Our response to this scenario (which seems realistic enough) is that the public/private sectors ought to be largely if not entirely merged, into a third sector that is neither private nor public: highly regulated not-for-profit business organizations. We don’t see a reason for tegarding housing as a private good, but teaching as a public one; all we see on this point is sentimental muddle.

And when we say “highly regulated,” we don’t mean “by the government.” Even the regulators ought to be not-for-profit organizations. (How nice it would be if the Securities and Exchange Commission could be one!)

Tierce

¶ At Wired Science, Duncan Geere writes about the first manned space ship that will be launched without the support of a government. Think on’t!

Sext

¶ Chris Lehmann’s Rich People Things is available for pre-ordering, if, like us, you’ve come to recognize in the Awl writer one of our more mordant social prophets. Today’s target is the vaguely-defined fear of a weak recovery and of “Obamanomics” that supposedly prevents firms from hiring.

Nones

¶ At The Wilson Quarterly, Daniel Akst writes about the friendship deficit in American life.

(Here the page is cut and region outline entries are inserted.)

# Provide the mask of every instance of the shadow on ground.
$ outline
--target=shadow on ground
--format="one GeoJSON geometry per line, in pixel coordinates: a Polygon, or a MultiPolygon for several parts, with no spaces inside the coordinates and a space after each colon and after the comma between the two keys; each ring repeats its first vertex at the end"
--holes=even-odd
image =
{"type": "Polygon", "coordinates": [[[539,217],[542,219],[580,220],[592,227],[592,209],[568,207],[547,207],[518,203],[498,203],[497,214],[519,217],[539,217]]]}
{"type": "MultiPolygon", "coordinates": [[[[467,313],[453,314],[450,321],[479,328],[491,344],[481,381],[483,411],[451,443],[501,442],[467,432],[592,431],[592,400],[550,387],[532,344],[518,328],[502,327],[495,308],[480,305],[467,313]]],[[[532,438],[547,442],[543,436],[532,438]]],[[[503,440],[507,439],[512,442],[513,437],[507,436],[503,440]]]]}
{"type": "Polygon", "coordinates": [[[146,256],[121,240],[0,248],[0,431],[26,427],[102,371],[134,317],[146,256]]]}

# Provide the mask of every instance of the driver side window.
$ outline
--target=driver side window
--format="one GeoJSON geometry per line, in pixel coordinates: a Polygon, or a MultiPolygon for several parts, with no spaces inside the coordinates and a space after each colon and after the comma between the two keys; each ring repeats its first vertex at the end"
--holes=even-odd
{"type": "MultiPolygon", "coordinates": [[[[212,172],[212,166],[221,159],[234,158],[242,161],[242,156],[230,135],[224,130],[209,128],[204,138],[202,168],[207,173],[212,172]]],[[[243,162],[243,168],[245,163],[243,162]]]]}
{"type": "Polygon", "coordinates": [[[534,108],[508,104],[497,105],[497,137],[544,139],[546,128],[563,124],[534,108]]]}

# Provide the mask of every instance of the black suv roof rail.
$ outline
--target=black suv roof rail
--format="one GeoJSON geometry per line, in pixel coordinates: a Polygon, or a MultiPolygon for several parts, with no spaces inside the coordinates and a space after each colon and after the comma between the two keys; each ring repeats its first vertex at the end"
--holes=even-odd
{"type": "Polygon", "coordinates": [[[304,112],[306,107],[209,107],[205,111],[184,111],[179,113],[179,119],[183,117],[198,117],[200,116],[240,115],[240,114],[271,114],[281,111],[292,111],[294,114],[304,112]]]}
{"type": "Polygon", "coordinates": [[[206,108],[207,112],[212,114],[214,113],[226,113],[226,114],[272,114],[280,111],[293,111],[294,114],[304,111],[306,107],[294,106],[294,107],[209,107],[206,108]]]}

We’re widely recognized as friendly people, but we’re not correspondingly committed.

Vespers

¶ In “Beauty, Youth, and Their Discontents,” Ujala Seghal ruminates on four beautiful protagonists who don’t end well, Julien Sorel, Emma Bovary, Anna Karenina, and Eustacia Vye. (The Millions)

Compline

¶ At The Bygone Bureau, Darryl Campbell, who never met Tony Judt or even went to New York University, testifies to the impact that Judt’s engagement with the world had upon his intellectual (and professional) development.

Have A Look

¶ Bertrand Russell’s “Liberal Decalogue” — ten commandments for good wrongologists. (Common Sense Atheism)

¶ Quicksand: some people crave it! (via kottke.org) 

¶ Reddi-Bacon. (No, not a WIN)

¶ International Druthers List. (Let a Thousand Nations Bloom)

23 August 2010

Morning Snip:
East Is?

From Philip Greenspun’s Weblog:
“Are you on the north or south side of the highway?” I asked the first clerk, a man.
“There is no north or south. We’re in the same shopping plaza as Bertucci’s,” was the reply.
“If Rt. 9 is oriented east and west, doesn’t that mean that there would have to be north and south sides of the road?” was my follow-up.
“I don’t know anything about north or south,” came the reply.
“Boston is to your east,” was my next attempt to orient the guy, “as is the Atlantic Ocean and Europe.”
“Now you’re being rude to me,” sulked the clerk.